Upon completing Imaginative Horizons, Crapanzano began doing research with the Harkis living in France. In The Wound that Never Heals and other publications, he considered the effect of betrayal and abandonment on the lives of the Harkis and their children and grandchildren, living in the very country that had in their eyes (and not without reason) betrayed and abandoned them.[4] He argued that so significant was the wound they shared that they subsumed their personal histories, their identities, to the Harki story. He referred to this story as a frozen discourse which, entrapping some, particularly the Harkis themselves, was a constant reference point for even those Harkis who adapted, some with considerable success, to France. He considered the role of forgiveness, destiny, and a sense of being owed (for the sacrifices the Harkis made for France and the losses they suffered) in their self-understanding. The picture Crapanzano drew was less tragic (though it was tragic) than pessimistic. He himself admits that this picture was tinged with his own pessimistic tendencies.

==Memoir==
Given Crapanzano's stress on the individual, life histories, and the importance of self-reflection and self-positioning in anthropological research, it seems inevitable that he would turn to the consideration of his own life experiences. In Recapitulations, a self-reflective memoir – some have called it a meta-memoir – he reflects on the existential implications of both insignificant and significant events in his own life.[5] Taking ironic pleasure in the paradoxes in his life and by implication in the life of others, his self-questioning seems also to be questioning of the very questions he poses. In this way he leads his readers to question what they themselves take for granted in their own lives. Here, as in so much of Crapanzano's writing, his intentions are tempered by his irony.

==Principal books==
- The Fifth World of Forster Bennett: A Portrait of a Navaho.
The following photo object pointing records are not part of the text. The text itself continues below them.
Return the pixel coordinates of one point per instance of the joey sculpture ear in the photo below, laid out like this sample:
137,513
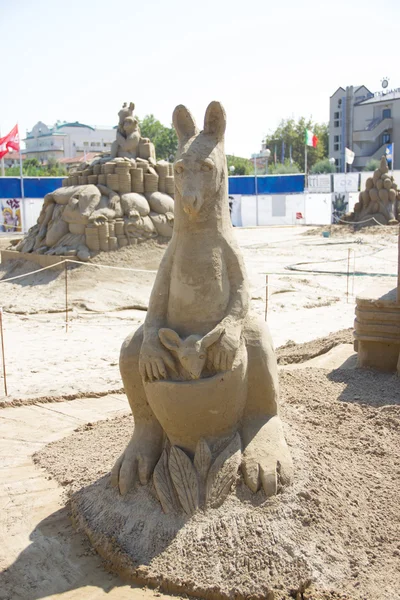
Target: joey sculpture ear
212,337
184,124
215,120
170,339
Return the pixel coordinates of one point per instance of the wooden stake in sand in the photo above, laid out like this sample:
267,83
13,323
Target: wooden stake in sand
348,273
66,296
2,352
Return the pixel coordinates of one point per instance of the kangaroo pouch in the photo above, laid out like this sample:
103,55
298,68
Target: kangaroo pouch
203,408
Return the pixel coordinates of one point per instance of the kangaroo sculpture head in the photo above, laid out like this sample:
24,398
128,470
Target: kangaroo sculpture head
201,182
192,351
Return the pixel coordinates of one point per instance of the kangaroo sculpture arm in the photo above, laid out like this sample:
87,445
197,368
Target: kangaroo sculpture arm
238,306
222,354
153,356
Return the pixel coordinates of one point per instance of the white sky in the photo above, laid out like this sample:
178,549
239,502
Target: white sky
78,61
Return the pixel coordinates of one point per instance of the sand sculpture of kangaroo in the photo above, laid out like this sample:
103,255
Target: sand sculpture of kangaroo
201,288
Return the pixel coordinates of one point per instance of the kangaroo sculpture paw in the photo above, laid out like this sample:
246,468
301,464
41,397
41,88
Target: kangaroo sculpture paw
266,458
138,460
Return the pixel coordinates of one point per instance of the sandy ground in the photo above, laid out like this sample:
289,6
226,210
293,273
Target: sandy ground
43,360
340,519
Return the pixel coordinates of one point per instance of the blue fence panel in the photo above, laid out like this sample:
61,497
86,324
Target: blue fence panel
34,187
242,185
270,184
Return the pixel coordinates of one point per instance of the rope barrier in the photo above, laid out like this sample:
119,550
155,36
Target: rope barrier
67,260
365,221
87,264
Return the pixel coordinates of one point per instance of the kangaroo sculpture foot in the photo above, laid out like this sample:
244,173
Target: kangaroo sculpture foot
266,460
138,460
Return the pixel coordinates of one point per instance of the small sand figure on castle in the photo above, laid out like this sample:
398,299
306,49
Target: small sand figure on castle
128,134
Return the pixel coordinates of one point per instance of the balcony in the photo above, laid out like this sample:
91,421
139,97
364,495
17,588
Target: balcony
373,130
376,154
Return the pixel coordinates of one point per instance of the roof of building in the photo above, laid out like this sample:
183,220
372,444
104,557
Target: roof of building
335,92
13,156
382,97
76,124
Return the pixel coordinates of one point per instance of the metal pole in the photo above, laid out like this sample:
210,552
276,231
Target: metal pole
256,187
392,157
2,161
348,273
2,352
66,296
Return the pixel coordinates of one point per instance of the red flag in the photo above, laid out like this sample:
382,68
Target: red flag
9,142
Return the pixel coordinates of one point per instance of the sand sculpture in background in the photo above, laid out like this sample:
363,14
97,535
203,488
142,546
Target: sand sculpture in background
201,374
379,203
115,201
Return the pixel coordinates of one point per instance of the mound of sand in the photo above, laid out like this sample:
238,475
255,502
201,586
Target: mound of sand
338,526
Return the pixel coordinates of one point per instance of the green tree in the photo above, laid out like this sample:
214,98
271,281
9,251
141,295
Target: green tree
372,165
164,138
292,133
243,166
31,167
323,166
287,168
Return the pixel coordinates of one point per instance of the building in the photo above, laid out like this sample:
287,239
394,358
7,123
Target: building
365,122
66,140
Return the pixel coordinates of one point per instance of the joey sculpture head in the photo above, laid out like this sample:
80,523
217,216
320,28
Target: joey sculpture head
200,170
191,352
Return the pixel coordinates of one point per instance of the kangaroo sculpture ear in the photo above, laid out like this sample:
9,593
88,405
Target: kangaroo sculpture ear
212,337
215,120
184,124
170,339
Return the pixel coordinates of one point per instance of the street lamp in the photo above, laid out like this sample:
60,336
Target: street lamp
266,153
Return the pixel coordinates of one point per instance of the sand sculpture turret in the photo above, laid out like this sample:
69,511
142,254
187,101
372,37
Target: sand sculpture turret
200,375
380,201
115,201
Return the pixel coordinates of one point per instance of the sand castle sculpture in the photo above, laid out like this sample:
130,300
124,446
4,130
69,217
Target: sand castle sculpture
115,201
377,328
379,203
200,374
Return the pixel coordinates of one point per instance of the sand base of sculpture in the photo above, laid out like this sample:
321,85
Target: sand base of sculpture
377,332
197,555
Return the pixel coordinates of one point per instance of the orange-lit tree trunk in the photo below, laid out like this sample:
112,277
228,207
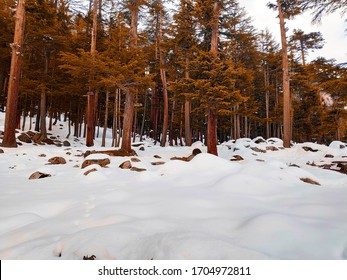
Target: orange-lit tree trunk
12,97
91,93
286,87
212,112
130,94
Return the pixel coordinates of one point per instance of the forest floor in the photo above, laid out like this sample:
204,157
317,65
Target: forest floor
255,201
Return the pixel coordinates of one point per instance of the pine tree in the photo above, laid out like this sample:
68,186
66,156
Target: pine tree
9,139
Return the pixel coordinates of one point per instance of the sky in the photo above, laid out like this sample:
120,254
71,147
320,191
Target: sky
332,27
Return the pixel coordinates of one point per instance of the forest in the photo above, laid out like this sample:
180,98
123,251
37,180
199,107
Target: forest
174,71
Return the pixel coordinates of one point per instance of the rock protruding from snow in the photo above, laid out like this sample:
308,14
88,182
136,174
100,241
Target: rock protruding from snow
23,137
57,160
103,162
125,165
39,175
138,169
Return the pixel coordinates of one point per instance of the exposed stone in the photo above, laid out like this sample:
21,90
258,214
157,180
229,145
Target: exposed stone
66,143
259,140
309,149
309,181
24,138
125,165
114,153
256,149
137,144
158,163
102,162
57,160
138,169
39,175
272,148
37,138
48,141
31,133
196,151
90,171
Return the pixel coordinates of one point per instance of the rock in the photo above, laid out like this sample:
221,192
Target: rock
135,160
271,148
125,165
256,149
259,140
137,144
114,153
48,141
309,149
138,169
90,171
37,138
66,143
57,160
31,133
196,151
237,158
102,162
328,156
309,181
24,138
39,175
158,163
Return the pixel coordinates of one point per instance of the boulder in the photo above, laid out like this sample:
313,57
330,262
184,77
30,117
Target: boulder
158,163
138,169
24,138
271,148
135,160
102,162
256,149
236,158
90,171
39,175
66,143
125,165
57,160
37,138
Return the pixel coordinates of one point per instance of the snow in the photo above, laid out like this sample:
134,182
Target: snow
208,208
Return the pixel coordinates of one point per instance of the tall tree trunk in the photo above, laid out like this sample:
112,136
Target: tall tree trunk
163,78
286,87
212,112
105,120
9,139
187,127
91,95
130,94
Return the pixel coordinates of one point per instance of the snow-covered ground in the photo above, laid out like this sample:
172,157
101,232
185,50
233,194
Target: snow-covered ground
208,208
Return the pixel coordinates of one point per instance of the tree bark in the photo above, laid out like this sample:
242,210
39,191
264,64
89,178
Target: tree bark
9,139
286,86
91,95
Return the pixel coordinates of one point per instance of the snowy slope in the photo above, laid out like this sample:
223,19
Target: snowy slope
208,208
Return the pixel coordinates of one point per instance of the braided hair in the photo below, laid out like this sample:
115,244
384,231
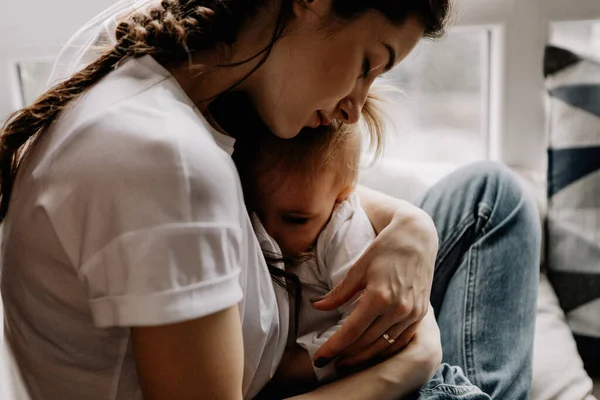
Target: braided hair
172,32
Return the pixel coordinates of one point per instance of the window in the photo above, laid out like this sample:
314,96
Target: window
582,37
442,115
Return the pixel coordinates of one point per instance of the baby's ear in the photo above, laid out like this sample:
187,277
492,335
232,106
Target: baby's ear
344,194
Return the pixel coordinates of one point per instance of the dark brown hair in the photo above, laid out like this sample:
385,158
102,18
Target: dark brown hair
172,32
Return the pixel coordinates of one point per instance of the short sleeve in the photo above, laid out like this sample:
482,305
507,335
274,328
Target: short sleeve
148,212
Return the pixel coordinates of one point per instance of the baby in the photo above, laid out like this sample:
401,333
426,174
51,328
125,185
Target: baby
300,192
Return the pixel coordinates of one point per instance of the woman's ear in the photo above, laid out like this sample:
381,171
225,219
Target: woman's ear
312,11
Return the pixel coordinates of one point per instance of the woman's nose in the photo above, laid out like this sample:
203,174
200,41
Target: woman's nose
350,107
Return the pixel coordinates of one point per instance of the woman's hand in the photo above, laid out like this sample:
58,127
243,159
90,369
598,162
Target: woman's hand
395,274
399,376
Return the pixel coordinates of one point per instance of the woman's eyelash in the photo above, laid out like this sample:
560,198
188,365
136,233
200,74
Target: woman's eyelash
367,68
295,220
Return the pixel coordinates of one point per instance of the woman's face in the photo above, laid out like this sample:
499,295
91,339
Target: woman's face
319,71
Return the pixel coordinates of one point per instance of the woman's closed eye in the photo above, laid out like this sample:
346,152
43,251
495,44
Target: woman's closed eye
366,68
294,219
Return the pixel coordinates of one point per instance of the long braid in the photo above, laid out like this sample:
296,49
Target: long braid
171,33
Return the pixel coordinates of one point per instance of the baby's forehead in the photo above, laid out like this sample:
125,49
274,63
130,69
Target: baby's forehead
294,192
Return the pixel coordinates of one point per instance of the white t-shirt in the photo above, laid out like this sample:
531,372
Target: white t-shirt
343,240
129,212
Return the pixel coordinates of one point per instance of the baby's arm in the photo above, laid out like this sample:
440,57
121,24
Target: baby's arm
339,246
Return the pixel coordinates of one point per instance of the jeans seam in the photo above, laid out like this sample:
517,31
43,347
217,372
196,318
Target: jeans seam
454,239
469,356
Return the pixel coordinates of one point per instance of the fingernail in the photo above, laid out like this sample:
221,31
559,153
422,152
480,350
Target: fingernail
321,362
316,298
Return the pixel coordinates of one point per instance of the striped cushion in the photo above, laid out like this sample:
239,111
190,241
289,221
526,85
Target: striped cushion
573,247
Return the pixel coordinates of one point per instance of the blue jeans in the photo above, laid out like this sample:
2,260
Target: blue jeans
485,284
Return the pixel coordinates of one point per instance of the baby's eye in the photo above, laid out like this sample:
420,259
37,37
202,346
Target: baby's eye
293,219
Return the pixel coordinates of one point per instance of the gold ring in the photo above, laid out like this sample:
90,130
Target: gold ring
388,338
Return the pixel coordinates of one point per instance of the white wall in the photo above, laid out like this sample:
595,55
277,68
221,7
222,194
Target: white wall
37,28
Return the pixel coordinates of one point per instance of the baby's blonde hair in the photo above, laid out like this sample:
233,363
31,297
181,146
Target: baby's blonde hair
334,148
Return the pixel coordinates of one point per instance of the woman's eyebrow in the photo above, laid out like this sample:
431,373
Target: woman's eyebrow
392,59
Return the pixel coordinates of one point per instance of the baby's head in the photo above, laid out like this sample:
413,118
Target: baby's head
294,184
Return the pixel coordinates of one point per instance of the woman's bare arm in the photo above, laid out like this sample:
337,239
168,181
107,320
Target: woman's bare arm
395,273
197,359
397,377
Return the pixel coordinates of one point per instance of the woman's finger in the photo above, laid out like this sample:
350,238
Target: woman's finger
344,291
402,341
367,310
387,323
386,341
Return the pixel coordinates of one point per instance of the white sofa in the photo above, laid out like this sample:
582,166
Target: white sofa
558,371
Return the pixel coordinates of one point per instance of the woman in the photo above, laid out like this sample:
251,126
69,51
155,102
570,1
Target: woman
127,247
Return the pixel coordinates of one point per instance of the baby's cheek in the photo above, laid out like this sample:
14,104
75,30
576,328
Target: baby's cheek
298,241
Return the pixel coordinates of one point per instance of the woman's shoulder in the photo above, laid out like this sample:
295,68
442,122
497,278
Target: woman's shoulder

New York: Viking, 1972.
- The Hamadsha: A Study in Moroccan Ethnopsychiatry. Berkeley:University of California Press, 1973.
- Tuhami: Portrait of a Moroccan. Chicago: University of Chicago Press, 1983.
- Waiting: the Whites of South Africa. New York: Random House, 1985.
- Hermes’ Dilemma and Hamlet’s Desire: Essays on the Epistemology of Interpretation. Cambridge: Harvard University Press, 1992.
- Serving the Word: Literalism in America from the Pulpit to the Bench. New York: The New Press, 2000.
- Imaginative Horizons: An Essay in Literary-Philosophical Anthropology. Chicago: University of Chicago Press, 2004.
- The Harkis: The Wound That Never Heals. Chicago: University of Chicago Press, 2011.
- Recapitulations. 2015. New York: The Other Press.